There are many chronic conditions that have a significant impact on the African American community. Diseases such as hypertension, asthma, prostate cancer, and uterine fibroids continue to wreak havoc on our community. Now, we even have COVID-19 to add to the many health conditions that disproportionately affect black people. Here we will delve into each of these disorders and discuss natural approaches to address each of them. We should strive to leave a legacy of health for our children and generations to come.
The History of the African American Diet – Where it All Begins
Many crops were brought over to the Americas during the Trans-Atlantic Slave Trade. Foods such as okra, which likely originated in Ethiopia, were brought onboard the ships and the crops wound up being grown on the plantation by the enslaved as food sources. Rice was another food that was transported and became a foundation for many African American dishes. We can still see similarities between one-pot rice recipes like Jollof, a traditional West African dish, and jambalaya. The word ‘gumbo’ is derived from ‘ki ngombo’, meaning okra in the Bantu language.
Slaves were also largely known for salting and smoking meat to preserve it. The least desired cuts of pork, such as the head, ribs, feet and internal organs, were given to the slaves as food rations. Drawing upon traditional African cooking techniques, vinegar and hot red peppers were often used to flavor the poor cuts of meat, a technique still used in southern barbecue sauces today.

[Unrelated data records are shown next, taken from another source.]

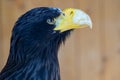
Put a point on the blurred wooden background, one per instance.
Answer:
(88, 54)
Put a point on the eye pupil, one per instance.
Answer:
(50, 21)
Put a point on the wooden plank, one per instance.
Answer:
(112, 33)
(88, 44)
(1, 58)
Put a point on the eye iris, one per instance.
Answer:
(50, 21)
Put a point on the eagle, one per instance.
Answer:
(35, 41)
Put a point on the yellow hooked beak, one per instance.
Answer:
(71, 19)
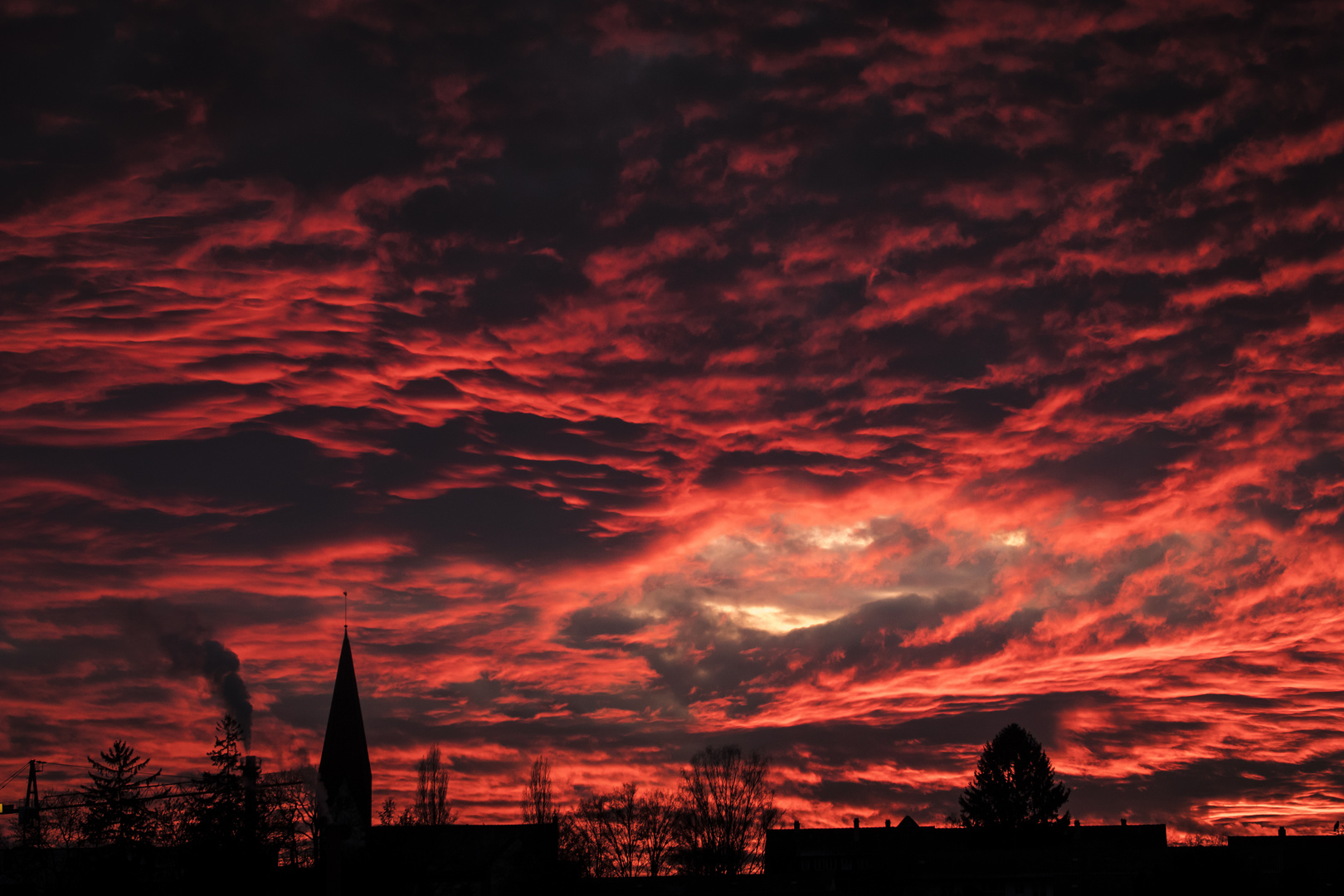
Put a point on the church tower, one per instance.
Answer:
(344, 768)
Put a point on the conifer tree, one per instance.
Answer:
(117, 811)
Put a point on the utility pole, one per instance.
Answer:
(30, 820)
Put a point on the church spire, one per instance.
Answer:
(344, 768)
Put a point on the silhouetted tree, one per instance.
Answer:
(65, 822)
(726, 806)
(1014, 785)
(609, 828)
(288, 815)
(431, 790)
(116, 806)
(657, 832)
(538, 805)
(218, 813)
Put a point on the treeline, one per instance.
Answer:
(230, 806)
(713, 824)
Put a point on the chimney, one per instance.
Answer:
(251, 772)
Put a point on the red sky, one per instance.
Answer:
(840, 383)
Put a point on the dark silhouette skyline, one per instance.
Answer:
(835, 381)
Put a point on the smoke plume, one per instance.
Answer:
(218, 665)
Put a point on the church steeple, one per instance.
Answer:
(344, 768)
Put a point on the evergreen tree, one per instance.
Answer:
(116, 807)
(1014, 785)
(218, 811)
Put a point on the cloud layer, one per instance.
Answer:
(839, 382)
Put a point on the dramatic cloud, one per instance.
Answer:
(835, 381)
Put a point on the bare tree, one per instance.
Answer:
(538, 805)
(63, 820)
(728, 805)
(609, 828)
(657, 832)
(431, 790)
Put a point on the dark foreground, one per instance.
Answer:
(906, 860)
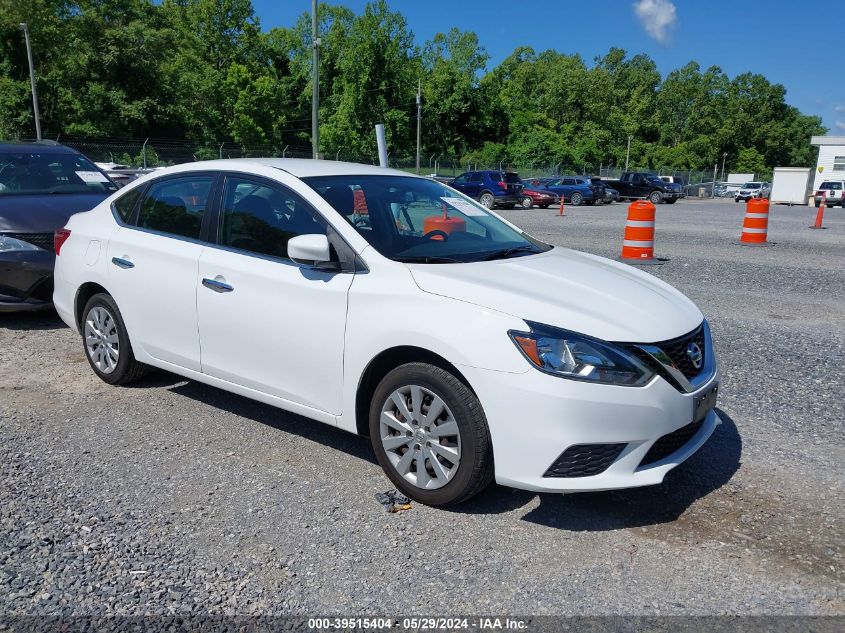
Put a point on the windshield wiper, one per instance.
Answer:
(527, 249)
(428, 259)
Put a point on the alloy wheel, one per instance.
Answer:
(101, 339)
(420, 437)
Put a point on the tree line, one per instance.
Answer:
(204, 71)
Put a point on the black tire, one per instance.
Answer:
(127, 368)
(475, 470)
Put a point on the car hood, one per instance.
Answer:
(569, 289)
(44, 213)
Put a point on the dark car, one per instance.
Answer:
(537, 196)
(490, 187)
(574, 189)
(41, 186)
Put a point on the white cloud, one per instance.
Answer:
(658, 17)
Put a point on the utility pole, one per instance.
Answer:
(419, 122)
(315, 81)
(25, 30)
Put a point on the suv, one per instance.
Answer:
(490, 187)
(833, 191)
(753, 190)
(41, 186)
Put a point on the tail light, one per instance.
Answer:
(59, 238)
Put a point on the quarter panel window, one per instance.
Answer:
(176, 206)
(261, 219)
(125, 204)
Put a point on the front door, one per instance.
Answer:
(267, 323)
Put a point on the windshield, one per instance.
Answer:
(417, 220)
(30, 172)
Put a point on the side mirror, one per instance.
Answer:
(310, 250)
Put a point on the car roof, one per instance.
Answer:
(44, 147)
(299, 167)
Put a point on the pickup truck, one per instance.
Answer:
(642, 185)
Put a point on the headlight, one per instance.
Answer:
(579, 357)
(11, 244)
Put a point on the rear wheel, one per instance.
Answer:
(106, 342)
(430, 435)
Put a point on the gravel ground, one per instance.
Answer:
(174, 497)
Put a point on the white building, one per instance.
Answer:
(831, 159)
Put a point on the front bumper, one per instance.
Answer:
(26, 280)
(534, 417)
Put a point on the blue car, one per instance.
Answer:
(491, 188)
(41, 186)
(575, 190)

Collard greens, another soul food staple, is comparable to Ghana’s kontomire stew, the likely foundation for this southern dish. Enslaved African Americans would boil the greens in pork fat and seasonings. The left-over juices called ‘potlikker’ were soaked up with cornbread to be eaten. Many African cultures have practiced this tradition of dipping a starch into a vegetable and meat-based stew, such as injera of Ethiopia or fufu in Nigeria.